How does solr handle high availability?


I can't understand how does solr handle high availability in solrCloud. In its reference guide it pointed out that it uses CDCR to handle HA. But I think that this is an expensive strategy.

Can anyone tell what it actually handle HA and why is it an optimum way? Thanks a lot.


Solution

  • There are a few levels of HA - you need to ask yourself, what kinds of failures can I tolerate? Things like:

    1. Node failure
    2. Multiple Node failures
    3. Rack failure
    4. Data Center failure
    5. Region failure

    SolrCloud's basic cluster setup provides you the tools to cover #1-3 pretty easily. Add replicas, distribute them correctly among racks.
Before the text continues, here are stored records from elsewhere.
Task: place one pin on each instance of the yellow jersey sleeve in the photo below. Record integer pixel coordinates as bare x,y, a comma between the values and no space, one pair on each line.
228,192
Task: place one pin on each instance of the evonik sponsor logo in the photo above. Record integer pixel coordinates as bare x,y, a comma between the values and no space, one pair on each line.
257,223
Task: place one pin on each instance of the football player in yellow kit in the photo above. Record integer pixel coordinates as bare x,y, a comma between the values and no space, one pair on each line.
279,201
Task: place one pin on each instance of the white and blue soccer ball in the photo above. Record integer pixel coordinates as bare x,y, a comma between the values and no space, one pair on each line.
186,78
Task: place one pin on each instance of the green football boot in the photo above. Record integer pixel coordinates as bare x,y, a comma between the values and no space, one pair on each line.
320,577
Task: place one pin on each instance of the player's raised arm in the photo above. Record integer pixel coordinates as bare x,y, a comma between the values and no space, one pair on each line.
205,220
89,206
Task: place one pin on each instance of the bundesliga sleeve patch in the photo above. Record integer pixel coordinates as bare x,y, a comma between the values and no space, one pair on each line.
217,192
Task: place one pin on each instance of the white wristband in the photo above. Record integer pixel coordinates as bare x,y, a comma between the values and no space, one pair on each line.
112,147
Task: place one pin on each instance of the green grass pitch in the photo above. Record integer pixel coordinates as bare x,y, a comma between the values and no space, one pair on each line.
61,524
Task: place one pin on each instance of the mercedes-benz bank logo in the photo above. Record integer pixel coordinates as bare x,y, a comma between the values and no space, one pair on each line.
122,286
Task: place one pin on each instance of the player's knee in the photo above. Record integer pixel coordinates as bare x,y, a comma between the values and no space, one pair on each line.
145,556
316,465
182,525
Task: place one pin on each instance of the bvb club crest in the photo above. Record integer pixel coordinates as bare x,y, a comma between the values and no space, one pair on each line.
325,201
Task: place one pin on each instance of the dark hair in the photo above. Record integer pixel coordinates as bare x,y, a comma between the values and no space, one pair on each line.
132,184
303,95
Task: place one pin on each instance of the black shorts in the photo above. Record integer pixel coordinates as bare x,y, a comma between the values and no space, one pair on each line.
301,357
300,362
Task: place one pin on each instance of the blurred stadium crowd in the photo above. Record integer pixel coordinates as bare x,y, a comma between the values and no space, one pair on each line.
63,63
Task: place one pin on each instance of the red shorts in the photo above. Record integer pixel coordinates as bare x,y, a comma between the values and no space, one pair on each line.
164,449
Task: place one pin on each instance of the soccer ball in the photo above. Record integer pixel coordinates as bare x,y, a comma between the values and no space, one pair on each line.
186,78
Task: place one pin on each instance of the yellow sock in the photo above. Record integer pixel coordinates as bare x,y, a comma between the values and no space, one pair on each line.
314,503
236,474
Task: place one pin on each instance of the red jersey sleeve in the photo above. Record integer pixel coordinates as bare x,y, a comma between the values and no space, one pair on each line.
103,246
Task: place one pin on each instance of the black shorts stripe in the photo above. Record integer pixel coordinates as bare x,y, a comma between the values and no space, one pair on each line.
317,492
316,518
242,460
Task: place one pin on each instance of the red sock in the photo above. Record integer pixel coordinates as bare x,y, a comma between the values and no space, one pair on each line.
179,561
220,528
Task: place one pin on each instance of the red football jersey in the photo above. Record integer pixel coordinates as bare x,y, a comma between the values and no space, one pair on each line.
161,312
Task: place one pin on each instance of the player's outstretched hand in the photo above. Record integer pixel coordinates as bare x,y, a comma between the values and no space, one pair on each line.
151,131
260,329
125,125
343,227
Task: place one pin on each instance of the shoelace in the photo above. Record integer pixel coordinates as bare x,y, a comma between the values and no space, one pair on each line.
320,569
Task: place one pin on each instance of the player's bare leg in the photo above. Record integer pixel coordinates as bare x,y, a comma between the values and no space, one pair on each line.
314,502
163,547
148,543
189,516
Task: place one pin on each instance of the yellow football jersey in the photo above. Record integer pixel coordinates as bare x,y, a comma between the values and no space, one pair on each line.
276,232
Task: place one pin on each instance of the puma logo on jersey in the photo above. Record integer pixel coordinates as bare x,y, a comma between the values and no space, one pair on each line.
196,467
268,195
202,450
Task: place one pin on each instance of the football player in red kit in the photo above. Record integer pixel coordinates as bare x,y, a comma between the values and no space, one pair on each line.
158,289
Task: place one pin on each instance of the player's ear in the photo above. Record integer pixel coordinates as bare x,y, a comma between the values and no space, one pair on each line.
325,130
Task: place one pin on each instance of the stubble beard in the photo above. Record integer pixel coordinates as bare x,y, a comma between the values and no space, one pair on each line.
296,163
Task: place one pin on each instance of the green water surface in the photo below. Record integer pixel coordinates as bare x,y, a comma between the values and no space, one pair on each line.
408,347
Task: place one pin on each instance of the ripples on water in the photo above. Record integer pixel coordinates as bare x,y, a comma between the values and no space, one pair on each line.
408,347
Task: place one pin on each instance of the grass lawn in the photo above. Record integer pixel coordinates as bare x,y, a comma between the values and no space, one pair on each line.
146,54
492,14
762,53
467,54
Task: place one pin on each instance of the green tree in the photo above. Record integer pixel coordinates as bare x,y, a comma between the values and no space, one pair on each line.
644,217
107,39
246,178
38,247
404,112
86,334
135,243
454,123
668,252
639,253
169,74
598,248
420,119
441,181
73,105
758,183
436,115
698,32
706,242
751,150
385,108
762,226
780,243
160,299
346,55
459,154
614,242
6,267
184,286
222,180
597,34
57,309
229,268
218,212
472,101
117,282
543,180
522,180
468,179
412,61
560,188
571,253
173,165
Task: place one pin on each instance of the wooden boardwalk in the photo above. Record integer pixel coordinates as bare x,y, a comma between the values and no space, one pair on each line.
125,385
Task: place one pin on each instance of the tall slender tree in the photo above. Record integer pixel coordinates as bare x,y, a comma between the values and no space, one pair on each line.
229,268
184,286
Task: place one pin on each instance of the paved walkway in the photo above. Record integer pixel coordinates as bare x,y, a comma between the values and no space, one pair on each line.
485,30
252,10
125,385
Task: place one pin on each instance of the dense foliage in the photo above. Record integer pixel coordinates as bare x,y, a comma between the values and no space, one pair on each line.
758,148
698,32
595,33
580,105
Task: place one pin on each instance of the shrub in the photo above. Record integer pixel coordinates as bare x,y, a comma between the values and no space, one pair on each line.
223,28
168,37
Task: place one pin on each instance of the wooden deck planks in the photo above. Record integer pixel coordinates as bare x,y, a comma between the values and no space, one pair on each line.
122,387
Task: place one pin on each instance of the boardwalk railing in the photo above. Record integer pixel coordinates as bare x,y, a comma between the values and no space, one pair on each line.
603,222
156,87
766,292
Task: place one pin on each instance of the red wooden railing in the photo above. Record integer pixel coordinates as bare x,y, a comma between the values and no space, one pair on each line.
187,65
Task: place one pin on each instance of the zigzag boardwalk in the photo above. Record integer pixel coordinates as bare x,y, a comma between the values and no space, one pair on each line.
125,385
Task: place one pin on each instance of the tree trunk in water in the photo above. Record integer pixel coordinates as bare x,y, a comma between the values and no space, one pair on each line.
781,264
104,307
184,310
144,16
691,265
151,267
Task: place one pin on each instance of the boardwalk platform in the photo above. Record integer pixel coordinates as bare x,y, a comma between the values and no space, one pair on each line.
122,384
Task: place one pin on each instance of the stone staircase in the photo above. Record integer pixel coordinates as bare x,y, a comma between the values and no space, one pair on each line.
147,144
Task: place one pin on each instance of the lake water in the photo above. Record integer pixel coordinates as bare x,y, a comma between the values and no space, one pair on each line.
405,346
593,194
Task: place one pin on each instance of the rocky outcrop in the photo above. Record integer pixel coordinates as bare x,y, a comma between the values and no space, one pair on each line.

    You can get #4, or even #5, using a single SolrCloud cluster spread around multiple data centers (Multi-AZ in AWS for #4, or Multi-Region in AWS for #5), but a single SolrCloud cluster doesn't have any locality awareness, so you need to understand that intra-cluster communication will often be cross-data-center, so the data centers really need to be low-latency between each other or your query latency will suffer badly.

    SolrCloud's CDCR is a way to connect two or more independent SolrCloud clusters, and essentially create master/slave relationships between clusters. This gives you #4 or #5 without the penalty of cross-cluster traffic latency.